Among finance companies that report their results publicly, a few have pointed to the 2015 vintage as a potential source of their delinquencies. SubPrime Auto Finance News also asked Landau about what TransUnion’s data shows regarding the performance of paper originated at that time.

“When I look at our analysis of vintages going back to 2010, you see the deterioration of loan performance throughout the years,” Landau said. “We’re seeing this migration in terms of the uptick in delinquencies. That trend continues.

“What I could say about 2015, in particular, (is that) there were some macro-effects that could have impacted that particular vintage,” he continued. “We talked about the oil shock in states like Texas and Oklahoma where there is a high penetration of subprime and non-prime. The performance of the loans originated in those states was a little bit not on par with the others. That could be one reason for it.”

Viewed one quarter in arrears, TransUnion indicated auto finance originations declined to 6.73 million in Q1, down 2.9 percent from 6.93 million in Q1 2016. This marks the third consecutive quarter of year-over-year declines in auto originations and the first decline in origination growth in any first quarter since 2010.

“Lenders have also raised concerns about the downward pressure on used-car values, and we are beginning to see this impact origination growth,” Landau said. “Despite this decline, total auto balances continued to increase in the second quarter of 2017.”

Total auto balances achieved a new high in Q1, reaching $1.145 trillion, according to the report. The total balance was up 6.9 percent from $1.072 trillion in Q1 2016.

Personal loan activity

Another segment where subprime activity is prevalent is within personal loans as some auto finance companies have a division that caters to this space, too.

In Q1, TransUnion determined subprime personal loan originations declined 10.6 percent year-over-year, compared to a positive annual growth rate of 11.0 percent in Q1 2016. This development marks three straight quarters of year-over-year declines in originations.

More than 100,000 fewer subprime consumers opened a personal loan in Q1 2017 than in Q1 2016, according to TransUnion.

In fact, the credit bureau pointed personal loan originations declined for all risk tiers, but at lower rates than for subprime originations. Total originations dropped 6.9 percent from 2.99 million in Q1 2016 to 2.78 million in Q1 2017.

“A combination of factors have influenced the decline in subprime personal loan originations. For example, FinTech lenders faced funding challenges in Q2 2016,” Becker said.

“After years of growth in auto lending for subprime consumers, not surprisingly we observed an uptick in auto delinquency.

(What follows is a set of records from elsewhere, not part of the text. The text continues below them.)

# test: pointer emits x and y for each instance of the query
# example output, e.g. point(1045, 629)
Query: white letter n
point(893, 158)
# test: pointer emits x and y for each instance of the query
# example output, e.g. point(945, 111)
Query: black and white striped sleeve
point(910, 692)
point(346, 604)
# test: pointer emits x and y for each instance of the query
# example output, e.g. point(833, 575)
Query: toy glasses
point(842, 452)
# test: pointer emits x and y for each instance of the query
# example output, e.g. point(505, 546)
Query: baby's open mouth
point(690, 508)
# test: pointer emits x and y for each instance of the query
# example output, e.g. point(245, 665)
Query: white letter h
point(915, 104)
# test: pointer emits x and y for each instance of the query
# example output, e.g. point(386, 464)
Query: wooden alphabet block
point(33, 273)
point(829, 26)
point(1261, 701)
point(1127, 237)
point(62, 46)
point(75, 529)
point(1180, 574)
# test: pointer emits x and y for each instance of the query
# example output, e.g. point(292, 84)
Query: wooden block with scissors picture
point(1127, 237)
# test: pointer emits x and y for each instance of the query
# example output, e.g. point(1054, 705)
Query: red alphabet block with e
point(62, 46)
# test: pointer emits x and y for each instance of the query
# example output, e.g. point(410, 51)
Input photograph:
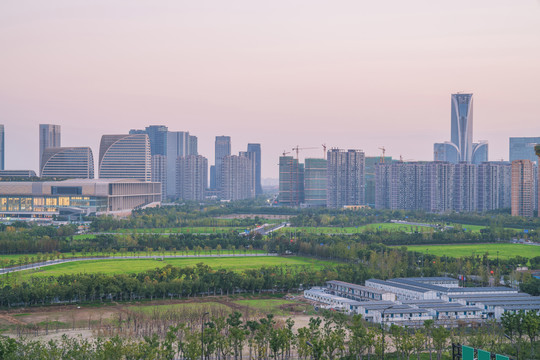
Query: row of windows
point(47, 204)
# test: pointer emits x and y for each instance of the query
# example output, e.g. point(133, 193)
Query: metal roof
point(401, 286)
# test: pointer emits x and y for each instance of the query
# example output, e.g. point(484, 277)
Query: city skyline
point(351, 76)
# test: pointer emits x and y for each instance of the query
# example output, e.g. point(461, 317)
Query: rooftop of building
point(500, 289)
point(400, 285)
point(358, 287)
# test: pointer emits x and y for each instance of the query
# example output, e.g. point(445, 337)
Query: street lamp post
point(202, 334)
point(382, 326)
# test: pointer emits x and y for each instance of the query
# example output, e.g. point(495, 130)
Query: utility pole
point(202, 334)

Higher delinquency rates have long been anticipated as the result of that credit expansion. The reduction in subprime auto lending is a natural reaction to the emergence of that increased delinquency,” he continued.

In the second quarter of this year, the personal loan delinquency rate declined to the lowest level since 2009. The delinquency rate was 3.02 percent in Q2, an 8.5 percent decline from 3.30 percent in Q2 of last year.

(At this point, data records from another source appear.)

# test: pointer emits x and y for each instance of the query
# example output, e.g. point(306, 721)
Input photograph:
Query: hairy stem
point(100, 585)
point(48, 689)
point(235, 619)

“After a difficult 2016 for many FinTech lenders, we observed growth and stabilization in key metrics such as balances, delinquency and consumer participation,” said Jason Laky, senior vice president and consumer lending business leader for TransUnion. “More than 16 million consumers now have a personal loan, and we expect this trend to continue as more banks and credit unions re-enter the personal loan market.”

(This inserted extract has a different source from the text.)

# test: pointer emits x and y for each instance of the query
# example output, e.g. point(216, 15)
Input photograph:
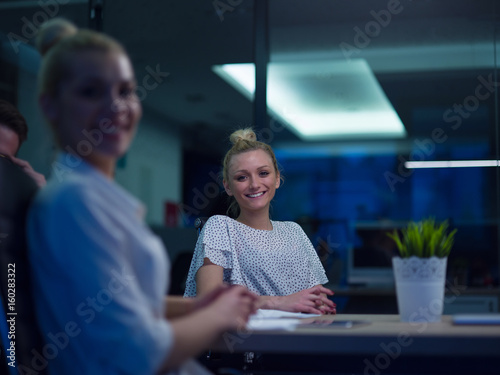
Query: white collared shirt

Personal loan balances achieved a new milestone of nearly $107 billion in Q2, growing 10.8 percent above the same point a year ago when total balances were $96 billion.

While balances increased, the growth rate was lower than the average Q2 growth rate of 24.7 percent for the past three years. The average balance per consumer also reached a new high at $7,781 in the second quarter, up slightly from $7,745 in Q2 2016.

“The personal loan market continues to grow, but with the pullback in non-prime originations offset by a shift toward prime plus and super prime consumers,” Laky said.

“At the beginning of 2017, the larger loans taken by the most creditworthy consumers helped drive balance growth and higher average borrower debt, while lowering overall delinquency,” he went on to say.